Print version ISSN 0102-8650On-line version ISSN 1678-2674

Acta Cir. Bras. vol.33 no.5 São Paulo May 2018

http://dx.doi.org/10.1590/s0102-865020180050000007 

ORIGINAL ARTICLES

7-Experimental Surgery

Fecal peritonitis in aging rat model. Therapeutic response to different antibiotic strategies1

Guilherme Veras MascenaI 

Carlos Alberto Figueiredo FilhoII 

Marcos Antônio Xavier de Lima JúniorIII 

Thárcia Kiara Beserra OliveiraIV 

Diego Nery Benevides GadelhaV 

Maria Cecília Santos Cavalcanti MeloV 

Carlos Teixeira BrandtVI 

IFellow PhD degree, Postgraduate Program in Surgery, Health Sciences Center, Universidade Federal de Pernambuco (UFPE), Recife-PE, Brazil.

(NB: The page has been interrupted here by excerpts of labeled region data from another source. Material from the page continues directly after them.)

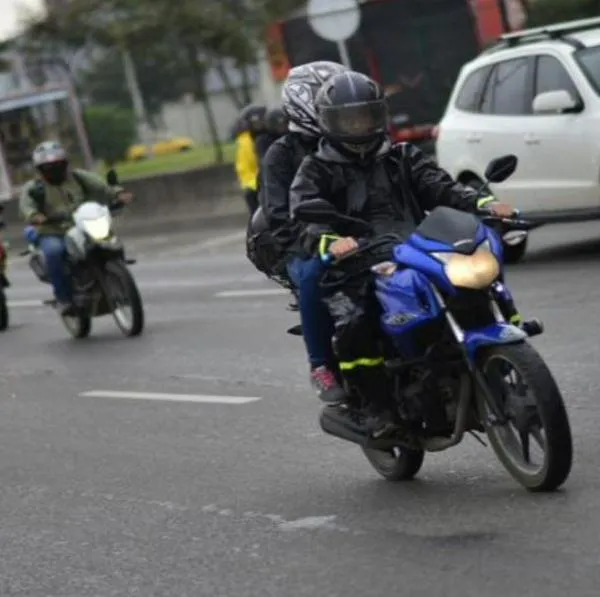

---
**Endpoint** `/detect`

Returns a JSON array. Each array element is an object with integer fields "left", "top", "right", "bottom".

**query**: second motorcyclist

[{"left": 19, "top": 141, "right": 132, "bottom": 315}]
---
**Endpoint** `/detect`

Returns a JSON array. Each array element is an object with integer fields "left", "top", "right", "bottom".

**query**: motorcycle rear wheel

[
  {"left": 477, "top": 343, "right": 573, "bottom": 492},
  {"left": 362, "top": 447, "right": 425, "bottom": 483}
]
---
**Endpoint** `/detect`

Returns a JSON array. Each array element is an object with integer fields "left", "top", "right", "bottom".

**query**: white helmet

[
  {"left": 281, "top": 60, "right": 348, "bottom": 136},
  {"left": 32, "top": 141, "right": 67, "bottom": 168}
]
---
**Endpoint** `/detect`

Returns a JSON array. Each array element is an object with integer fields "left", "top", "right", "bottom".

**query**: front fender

[{"left": 464, "top": 323, "right": 528, "bottom": 360}]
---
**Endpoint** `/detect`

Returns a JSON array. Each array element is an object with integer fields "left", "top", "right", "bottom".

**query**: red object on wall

[
  {"left": 265, "top": 23, "right": 291, "bottom": 82},
  {"left": 466, "top": 0, "right": 505, "bottom": 47}
]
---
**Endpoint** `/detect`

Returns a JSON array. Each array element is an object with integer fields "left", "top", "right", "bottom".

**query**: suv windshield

[{"left": 575, "top": 46, "right": 600, "bottom": 94}]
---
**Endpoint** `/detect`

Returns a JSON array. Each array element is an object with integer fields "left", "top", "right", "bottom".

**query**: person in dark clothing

[
  {"left": 259, "top": 61, "right": 348, "bottom": 402},
  {"left": 256, "top": 108, "right": 288, "bottom": 162},
  {"left": 290, "top": 72, "right": 513, "bottom": 437}
]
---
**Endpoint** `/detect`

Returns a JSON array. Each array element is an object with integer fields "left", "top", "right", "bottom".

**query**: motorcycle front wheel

[
  {"left": 105, "top": 261, "right": 144, "bottom": 337},
  {"left": 477, "top": 343, "right": 573, "bottom": 491}
]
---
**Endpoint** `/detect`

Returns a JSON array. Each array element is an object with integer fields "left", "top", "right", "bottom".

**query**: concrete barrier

[{"left": 3, "top": 164, "right": 247, "bottom": 246}]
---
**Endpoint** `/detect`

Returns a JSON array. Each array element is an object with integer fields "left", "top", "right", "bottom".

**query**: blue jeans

[
  {"left": 38, "top": 236, "right": 71, "bottom": 303},
  {"left": 287, "top": 257, "right": 334, "bottom": 369}
]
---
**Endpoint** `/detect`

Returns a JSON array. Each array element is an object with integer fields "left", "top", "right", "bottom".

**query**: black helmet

[
  {"left": 240, "top": 104, "right": 267, "bottom": 134},
  {"left": 315, "top": 71, "right": 389, "bottom": 158},
  {"left": 31, "top": 141, "right": 69, "bottom": 186},
  {"left": 281, "top": 60, "right": 348, "bottom": 137},
  {"left": 266, "top": 108, "right": 288, "bottom": 136}
]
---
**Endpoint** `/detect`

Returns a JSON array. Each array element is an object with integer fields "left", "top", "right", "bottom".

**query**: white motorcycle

[{"left": 23, "top": 171, "right": 144, "bottom": 338}]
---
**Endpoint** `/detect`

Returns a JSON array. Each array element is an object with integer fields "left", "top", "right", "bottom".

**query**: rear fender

[{"left": 464, "top": 323, "right": 528, "bottom": 361}]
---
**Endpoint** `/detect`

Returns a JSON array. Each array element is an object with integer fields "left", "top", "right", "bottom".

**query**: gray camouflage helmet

[{"left": 281, "top": 60, "right": 349, "bottom": 136}]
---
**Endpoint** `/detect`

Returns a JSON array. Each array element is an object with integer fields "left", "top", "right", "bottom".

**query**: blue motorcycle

[{"left": 294, "top": 156, "right": 573, "bottom": 491}]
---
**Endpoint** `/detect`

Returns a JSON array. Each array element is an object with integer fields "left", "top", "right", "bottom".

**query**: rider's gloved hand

[{"left": 487, "top": 201, "right": 515, "bottom": 218}]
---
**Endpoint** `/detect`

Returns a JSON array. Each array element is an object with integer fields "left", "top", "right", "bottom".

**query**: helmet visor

[{"left": 320, "top": 101, "right": 388, "bottom": 140}]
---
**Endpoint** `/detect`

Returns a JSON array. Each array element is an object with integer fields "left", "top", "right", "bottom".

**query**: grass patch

[{"left": 103, "top": 143, "right": 235, "bottom": 180}]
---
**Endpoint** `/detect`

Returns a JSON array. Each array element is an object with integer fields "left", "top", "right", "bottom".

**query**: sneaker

[{"left": 310, "top": 366, "right": 346, "bottom": 404}]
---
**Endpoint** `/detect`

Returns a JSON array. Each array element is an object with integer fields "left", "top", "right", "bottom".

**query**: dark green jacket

[{"left": 19, "top": 170, "right": 123, "bottom": 236}]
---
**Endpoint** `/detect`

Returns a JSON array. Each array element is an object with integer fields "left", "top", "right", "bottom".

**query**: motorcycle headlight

[
  {"left": 432, "top": 240, "right": 500, "bottom": 290},
  {"left": 82, "top": 216, "right": 110, "bottom": 240}
]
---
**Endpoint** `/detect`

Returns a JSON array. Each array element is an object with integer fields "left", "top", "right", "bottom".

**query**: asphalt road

[{"left": 0, "top": 224, "right": 600, "bottom": 597}]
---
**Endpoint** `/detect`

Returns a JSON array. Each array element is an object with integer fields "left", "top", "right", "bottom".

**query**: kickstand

[{"left": 469, "top": 431, "right": 487, "bottom": 448}]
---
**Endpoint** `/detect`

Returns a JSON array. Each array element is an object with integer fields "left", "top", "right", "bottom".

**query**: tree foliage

[
  {"left": 527, "top": 0, "right": 600, "bottom": 27},
  {"left": 78, "top": 46, "right": 191, "bottom": 119},
  {"left": 85, "top": 105, "right": 137, "bottom": 165},
  {"left": 7, "top": 0, "right": 303, "bottom": 161}
]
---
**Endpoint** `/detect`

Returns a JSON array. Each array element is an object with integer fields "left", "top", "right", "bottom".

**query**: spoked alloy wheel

[
  {"left": 477, "top": 343, "right": 573, "bottom": 491},
  {"left": 60, "top": 314, "right": 92, "bottom": 339},
  {"left": 106, "top": 262, "right": 144, "bottom": 337}
]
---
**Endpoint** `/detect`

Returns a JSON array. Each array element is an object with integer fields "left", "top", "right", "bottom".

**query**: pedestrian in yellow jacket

[{"left": 235, "top": 104, "right": 267, "bottom": 215}]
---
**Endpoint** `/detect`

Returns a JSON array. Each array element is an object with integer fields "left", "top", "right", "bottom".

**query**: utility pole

[{"left": 121, "top": 47, "right": 152, "bottom": 153}]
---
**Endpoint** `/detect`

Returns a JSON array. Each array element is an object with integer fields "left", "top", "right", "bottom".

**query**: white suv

[{"left": 436, "top": 18, "right": 600, "bottom": 262}]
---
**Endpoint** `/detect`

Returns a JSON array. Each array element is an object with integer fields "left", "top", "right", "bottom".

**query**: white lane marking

[
  {"left": 215, "top": 288, "right": 289, "bottom": 298},
  {"left": 8, "top": 299, "right": 45, "bottom": 309},
  {"left": 196, "top": 230, "right": 246, "bottom": 249},
  {"left": 79, "top": 390, "right": 260, "bottom": 404},
  {"left": 140, "top": 230, "right": 246, "bottom": 259}
]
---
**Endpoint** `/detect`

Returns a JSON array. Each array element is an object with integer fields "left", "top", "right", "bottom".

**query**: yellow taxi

[{"left": 127, "top": 137, "right": 195, "bottom": 161}]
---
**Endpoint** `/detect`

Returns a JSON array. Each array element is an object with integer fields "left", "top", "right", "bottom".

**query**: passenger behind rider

[
  {"left": 259, "top": 61, "right": 347, "bottom": 402},
  {"left": 256, "top": 107, "right": 289, "bottom": 156},
  {"left": 235, "top": 104, "right": 267, "bottom": 216},
  {"left": 290, "top": 72, "right": 513, "bottom": 433},
  {"left": 19, "top": 141, "right": 133, "bottom": 315}
]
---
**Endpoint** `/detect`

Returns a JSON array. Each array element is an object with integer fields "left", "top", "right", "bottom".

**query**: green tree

[
  {"left": 85, "top": 105, "right": 137, "bottom": 166},
  {"left": 527, "top": 0, "right": 600, "bottom": 27},
  {"left": 78, "top": 45, "right": 195, "bottom": 120},
  {"left": 7, "top": 0, "right": 303, "bottom": 162}
]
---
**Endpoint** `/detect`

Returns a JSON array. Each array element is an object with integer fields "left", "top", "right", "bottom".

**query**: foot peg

[
  {"left": 287, "top": 324, "right": 302, "bottom": 336},
  {"left": 521, "top": 319, "right": 544, "bottom": 338}
]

Acquisition and interpretation of data, manuscript writing.

IIFellow PhD degree, Postgraduate Program in Surgery, Health Sciences Center, UFPE, Recife-PE, Brazil. Acquisition of data.

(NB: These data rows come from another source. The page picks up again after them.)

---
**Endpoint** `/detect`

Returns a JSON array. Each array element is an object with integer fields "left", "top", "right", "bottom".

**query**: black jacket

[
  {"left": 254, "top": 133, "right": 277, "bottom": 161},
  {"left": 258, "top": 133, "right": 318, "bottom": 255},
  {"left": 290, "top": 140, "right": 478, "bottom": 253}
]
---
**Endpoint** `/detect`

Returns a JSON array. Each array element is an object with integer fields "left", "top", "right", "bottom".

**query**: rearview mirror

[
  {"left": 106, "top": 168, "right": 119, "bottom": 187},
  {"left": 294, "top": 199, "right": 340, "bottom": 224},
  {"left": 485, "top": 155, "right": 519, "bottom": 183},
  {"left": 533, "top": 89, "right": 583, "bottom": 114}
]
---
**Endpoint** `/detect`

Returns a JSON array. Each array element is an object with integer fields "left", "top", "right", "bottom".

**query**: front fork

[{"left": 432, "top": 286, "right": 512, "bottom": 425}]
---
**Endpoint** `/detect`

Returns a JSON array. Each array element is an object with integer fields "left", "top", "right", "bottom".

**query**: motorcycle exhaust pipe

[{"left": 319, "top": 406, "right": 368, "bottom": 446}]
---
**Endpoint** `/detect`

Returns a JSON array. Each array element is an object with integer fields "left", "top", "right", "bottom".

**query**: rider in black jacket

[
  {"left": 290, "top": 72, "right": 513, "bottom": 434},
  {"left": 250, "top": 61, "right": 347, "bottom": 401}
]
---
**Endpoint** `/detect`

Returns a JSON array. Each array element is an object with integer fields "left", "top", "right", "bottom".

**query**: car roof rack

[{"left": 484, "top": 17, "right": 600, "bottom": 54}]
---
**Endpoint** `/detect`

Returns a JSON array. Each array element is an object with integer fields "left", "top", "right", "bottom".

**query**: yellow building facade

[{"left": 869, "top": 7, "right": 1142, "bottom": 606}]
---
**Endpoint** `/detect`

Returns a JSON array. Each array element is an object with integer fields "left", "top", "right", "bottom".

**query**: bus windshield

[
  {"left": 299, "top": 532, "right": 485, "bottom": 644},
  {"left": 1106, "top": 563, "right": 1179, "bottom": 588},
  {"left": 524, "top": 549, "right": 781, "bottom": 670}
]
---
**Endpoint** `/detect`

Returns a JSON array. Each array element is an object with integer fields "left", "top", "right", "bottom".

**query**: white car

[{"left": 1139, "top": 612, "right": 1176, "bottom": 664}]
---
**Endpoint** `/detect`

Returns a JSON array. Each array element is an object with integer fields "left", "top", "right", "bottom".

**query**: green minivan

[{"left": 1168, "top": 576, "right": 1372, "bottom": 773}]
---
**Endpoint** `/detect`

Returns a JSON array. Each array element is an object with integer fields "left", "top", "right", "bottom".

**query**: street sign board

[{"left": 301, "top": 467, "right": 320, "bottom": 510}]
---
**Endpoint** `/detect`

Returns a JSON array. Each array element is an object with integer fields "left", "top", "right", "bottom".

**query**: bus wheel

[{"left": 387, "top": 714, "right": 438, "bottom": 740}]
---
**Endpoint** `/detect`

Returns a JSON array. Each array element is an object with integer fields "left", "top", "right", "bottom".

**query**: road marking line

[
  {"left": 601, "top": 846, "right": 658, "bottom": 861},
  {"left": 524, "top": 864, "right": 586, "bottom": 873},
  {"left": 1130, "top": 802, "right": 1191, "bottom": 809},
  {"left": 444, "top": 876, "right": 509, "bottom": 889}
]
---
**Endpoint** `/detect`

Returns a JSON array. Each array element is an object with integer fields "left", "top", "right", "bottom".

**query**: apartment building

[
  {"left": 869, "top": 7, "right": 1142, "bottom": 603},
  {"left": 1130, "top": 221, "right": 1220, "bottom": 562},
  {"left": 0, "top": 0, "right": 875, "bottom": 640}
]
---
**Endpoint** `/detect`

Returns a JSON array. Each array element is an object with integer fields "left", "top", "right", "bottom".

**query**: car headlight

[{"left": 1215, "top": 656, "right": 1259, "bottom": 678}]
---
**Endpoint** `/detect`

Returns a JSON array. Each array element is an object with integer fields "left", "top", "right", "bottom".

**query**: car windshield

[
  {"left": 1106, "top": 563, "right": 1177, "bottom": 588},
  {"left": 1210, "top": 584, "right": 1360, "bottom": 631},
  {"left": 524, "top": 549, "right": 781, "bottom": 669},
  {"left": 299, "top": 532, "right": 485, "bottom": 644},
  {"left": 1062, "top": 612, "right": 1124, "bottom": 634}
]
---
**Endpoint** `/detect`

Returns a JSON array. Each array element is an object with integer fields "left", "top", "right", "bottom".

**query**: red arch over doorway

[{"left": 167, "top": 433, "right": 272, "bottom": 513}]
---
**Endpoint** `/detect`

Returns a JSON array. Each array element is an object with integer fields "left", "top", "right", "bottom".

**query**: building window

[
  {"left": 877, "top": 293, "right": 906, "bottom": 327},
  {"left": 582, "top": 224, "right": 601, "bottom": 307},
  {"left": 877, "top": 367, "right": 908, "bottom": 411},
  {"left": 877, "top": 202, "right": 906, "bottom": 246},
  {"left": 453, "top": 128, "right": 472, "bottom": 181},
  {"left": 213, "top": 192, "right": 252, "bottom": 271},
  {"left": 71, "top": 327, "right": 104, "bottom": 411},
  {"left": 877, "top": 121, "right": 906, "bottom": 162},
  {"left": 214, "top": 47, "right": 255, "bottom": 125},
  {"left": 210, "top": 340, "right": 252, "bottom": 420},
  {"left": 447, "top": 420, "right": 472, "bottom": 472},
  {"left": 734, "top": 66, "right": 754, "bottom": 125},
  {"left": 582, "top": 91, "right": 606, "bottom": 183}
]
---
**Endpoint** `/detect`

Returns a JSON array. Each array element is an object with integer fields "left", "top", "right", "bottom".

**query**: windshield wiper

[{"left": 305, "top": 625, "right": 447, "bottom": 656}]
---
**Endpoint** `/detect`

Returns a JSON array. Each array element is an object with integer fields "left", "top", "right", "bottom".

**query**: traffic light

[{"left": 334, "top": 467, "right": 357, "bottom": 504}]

IIIGraduate student, UNIFACISA, Campina Grande-PB, Brazil. Acquisition of data.

IVFellow PhD degree, Agricultural Engineering, Universidade Federal de Campina Grande (UFCG), Brazil. Acquisition of data.

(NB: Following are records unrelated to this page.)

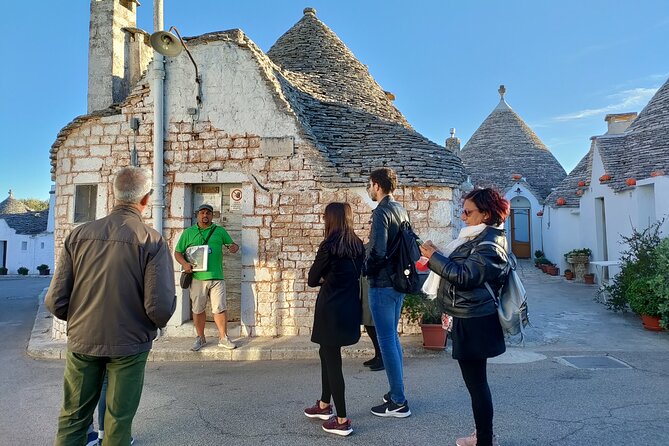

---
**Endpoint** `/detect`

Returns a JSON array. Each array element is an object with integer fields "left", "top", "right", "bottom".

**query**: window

[{"left": 74, "top": 184, "right": 98, "bottom": 223}]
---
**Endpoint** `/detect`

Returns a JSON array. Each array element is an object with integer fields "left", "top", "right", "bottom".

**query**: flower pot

[
  {"left": 641, "top": 314, "right": 662, "bottom": 331},
  {"left": 420, "top": 324, "right": 447, "bottom": 350}
]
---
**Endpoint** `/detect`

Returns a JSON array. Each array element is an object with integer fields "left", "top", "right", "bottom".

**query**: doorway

[
  {"left": 192, "top": 183, "right": 242, "bottom": 321},
  {"left": 511, "top": 208, "right": 532, "bottom": 259}
]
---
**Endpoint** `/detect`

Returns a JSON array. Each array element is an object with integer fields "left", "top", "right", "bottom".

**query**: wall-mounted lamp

[{"left": 150, "top": 26, "right": 202, "bottom": 107}]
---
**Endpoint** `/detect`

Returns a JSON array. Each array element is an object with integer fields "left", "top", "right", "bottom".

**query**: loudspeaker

[{"left": 151, "top": 31, "right": 184, "bottom": 57}]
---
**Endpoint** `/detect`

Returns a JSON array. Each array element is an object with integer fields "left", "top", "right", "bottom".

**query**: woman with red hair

[{"left": 421, "top": 188, "right": 510, "bottom": 446}]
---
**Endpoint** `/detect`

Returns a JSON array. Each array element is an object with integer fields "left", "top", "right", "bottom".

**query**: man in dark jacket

[
  {"left": 365, "top": 167, "right": 411, "bottom": 418},
  {"left": 45, "top": 167, "right": 176, "bottom": 446}
]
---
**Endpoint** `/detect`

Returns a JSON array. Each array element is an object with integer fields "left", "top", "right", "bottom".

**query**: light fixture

[{"left": 150, "top": 26, "right": 202, "bottom": 107}]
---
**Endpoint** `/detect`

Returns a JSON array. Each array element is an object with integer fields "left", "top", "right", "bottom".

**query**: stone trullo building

[
  {"left": 0, "top": 190, "right": 53, "bottom": 274},
  {"left": 543, "top": 76, "right": 669, "bottom": 281},
  {"left": 51, "top": 0, "right": 465, "bottom": 336},
  {"left": 446, "top": 85, "right": 567, "bottom": 258}
]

VPhD, Postgraduate Program in Surgery, Health Sciences Center, UFPE, Recife-PE, Brazil. Manuscript writing, critical revision.

VIPhD, Head, Postgraduate Program in Surgery, Health Sciences Center, UFPE, Recife-PE, Brazil. Interpretation of data, final revision.


Abstract

Purpose:

To evaluate the response of aging rats with sepsis to two different antibiotic regimens.

Methods:

The study was conducted with 30 aging rats (18 month-old) with autologous feces peritonitis. The animals were divided into three groups: Group 0 received no therapeutic intervention (control), while Group 1 received a single dose of 40 mg/kg meropenem and Group 2 received a single dose of 20 mg/kg moxifloxacin. The intervention in both Groups was made 6 hours after induction of peritonitis. The animals were followed up to 15 days for evaluating morbidity and mortality. The weights at baseline were similar in all groups.

Results:

At the end of follow-up, weight loss was significantly greater (p=0.0045) in Group 0 (non-intervention controls). Culture from a blood sample at the end of follow-up was positive in all the animals in Group 0, in two animals in Group 1 and in four animals in Group 2. Morbidity/mortality was significantly higher in Group 0 compared to both Groups 1 and 2 (p=0.003) but the scores were not significantly different between Groups 1 and 2 (p=0.6967).

Conclusion:

Both antibiotic regimens rendered promising results for the treatment of fecal peritonitis.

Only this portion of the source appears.